Zwar trifft die abgabenrechtliche Anzeige-, Offenlegungs- oder Wahrheitspflicht gemäß §§ 119 ff. BAO. zunächst den Abgabepflichtigen, doch ist dessen persönliches Handeln nur dort erforderlich, wo dies ausdrücklich durch Gesetz oder behördliche Anordnung bestimmt ist. In allen anderen Fällen kann sich der Abgabepflichtige durch eine voll handlungsfähige Person vertreten lassen.
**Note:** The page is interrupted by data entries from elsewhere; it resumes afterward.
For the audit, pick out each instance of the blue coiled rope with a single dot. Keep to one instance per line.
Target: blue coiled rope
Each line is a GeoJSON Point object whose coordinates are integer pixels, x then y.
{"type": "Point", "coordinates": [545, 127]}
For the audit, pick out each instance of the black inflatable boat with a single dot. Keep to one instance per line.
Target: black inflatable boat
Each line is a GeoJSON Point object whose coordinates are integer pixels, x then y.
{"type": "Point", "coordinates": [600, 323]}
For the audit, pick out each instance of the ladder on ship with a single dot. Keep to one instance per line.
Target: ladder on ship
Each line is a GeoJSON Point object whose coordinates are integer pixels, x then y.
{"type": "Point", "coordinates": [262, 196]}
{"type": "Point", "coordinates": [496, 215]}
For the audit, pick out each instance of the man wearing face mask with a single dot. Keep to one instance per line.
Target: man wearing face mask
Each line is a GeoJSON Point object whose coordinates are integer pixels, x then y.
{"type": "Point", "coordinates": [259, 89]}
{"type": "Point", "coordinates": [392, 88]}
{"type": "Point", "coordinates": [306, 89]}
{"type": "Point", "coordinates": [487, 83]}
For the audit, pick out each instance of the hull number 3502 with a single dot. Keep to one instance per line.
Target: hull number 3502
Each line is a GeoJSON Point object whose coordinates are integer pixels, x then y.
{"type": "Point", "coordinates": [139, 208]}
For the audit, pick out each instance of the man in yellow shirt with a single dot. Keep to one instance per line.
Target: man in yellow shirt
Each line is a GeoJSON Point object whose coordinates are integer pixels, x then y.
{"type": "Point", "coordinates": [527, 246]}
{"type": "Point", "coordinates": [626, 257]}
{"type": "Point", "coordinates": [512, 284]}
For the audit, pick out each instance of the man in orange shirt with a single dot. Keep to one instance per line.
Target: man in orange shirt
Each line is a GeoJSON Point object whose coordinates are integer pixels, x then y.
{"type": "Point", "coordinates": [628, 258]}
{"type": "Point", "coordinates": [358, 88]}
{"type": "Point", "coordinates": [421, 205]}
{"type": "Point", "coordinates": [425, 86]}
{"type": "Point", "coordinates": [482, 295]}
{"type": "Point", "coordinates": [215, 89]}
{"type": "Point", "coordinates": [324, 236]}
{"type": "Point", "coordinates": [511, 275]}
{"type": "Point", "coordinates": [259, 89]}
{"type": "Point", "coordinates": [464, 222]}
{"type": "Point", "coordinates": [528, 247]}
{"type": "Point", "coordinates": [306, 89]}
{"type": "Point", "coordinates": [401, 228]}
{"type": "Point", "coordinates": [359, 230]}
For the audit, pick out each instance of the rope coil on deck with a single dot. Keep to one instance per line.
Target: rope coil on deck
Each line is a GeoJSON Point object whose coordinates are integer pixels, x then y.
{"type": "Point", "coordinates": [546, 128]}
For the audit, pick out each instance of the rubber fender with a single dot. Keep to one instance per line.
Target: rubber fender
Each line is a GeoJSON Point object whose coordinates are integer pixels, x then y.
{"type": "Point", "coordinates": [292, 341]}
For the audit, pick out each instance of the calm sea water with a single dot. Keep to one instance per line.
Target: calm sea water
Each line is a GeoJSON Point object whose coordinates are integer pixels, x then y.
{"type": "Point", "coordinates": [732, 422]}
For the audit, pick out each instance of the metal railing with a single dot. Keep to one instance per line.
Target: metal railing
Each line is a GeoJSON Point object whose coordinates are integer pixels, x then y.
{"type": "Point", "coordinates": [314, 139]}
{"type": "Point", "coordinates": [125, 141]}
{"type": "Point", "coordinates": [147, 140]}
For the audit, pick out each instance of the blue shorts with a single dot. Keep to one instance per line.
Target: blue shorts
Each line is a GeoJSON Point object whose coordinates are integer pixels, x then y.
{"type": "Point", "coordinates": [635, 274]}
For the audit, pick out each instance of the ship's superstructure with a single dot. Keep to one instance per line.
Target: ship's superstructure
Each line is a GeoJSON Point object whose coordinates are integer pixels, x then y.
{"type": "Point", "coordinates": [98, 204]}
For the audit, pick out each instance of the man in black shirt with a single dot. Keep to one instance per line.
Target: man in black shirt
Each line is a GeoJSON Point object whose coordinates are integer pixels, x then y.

Daß bei der Erfüllung der hier in Rede stehenden Verbindlichkeit eine derartige Vertretung in Betracht kam, wird offenkundig selbst vom Erstgericht nicht bezweifelt. Vertreter im vorbezeichneten Sinn ist dabei, wer eine Erklärung im Namen eines anderen abgibt oder entgegennimmt, wogegen die Rechtsfolgen in der Person des anderen (des Vertretenen) eintreten. Der gewillkürte Vertreter in Abgabensachen muß sich, wie dem Ersturteil (in nachstehend eingeschränktem Umfang) zuzugeben ist, der (Abgaben-) Behörde gegenüber in der Regel durch eine (schriftliche) Vollmacht ausweisen, die Aufschluß über Bestand und Umfang der Vertretungsbefugnis gibt (§ 83 Abs 1 und 2 BAO.). Andererseits kann die Abgabenbehörde von einer ausdrücklichen Vollmacht unter anderem dann absehen, wenn es sich (beispielsweise) um die Vertretung durch (amtsbekannte) Angestellte handelt und Zweifel über Bestehen wie Umfang der Vertretungsbefugnis nicht obwalten (§ 83 Abs 4 BAO.). Selbst dort, wo die letztere Anordnung keine Anwendung findet, berechtigt der Umstand, daß ein Anbringen nicht vom Abgabepflichtigen selbst stammt, ohne daß sich der Einschreiter durch eine (schriftliche) Vollmacht ausweisen kann, die Abgabenbehörde nicht zur Zurückweisung der (etwa zur Erfüllung von Verpflichtungen dienenden) Eingabe (§ 85 Abs 4 in Verbindung mit Abs 2

BAO.). Letztlich haftet auch strafrechtlich nicht nur der im Abgabenverfahren durch Vollmacht ausgewiesene gewillkürte Vertreter, sondern jeder, der Angelegenheiten eines Abgabepflichtigen wahrnimmt, was insbesondere auf denjenigen zutrifft, der dessen Steuererklärungen abfaßt (SSt 40/56; Sommergruber, Finanzstrafgesetz, IV 193 ff.).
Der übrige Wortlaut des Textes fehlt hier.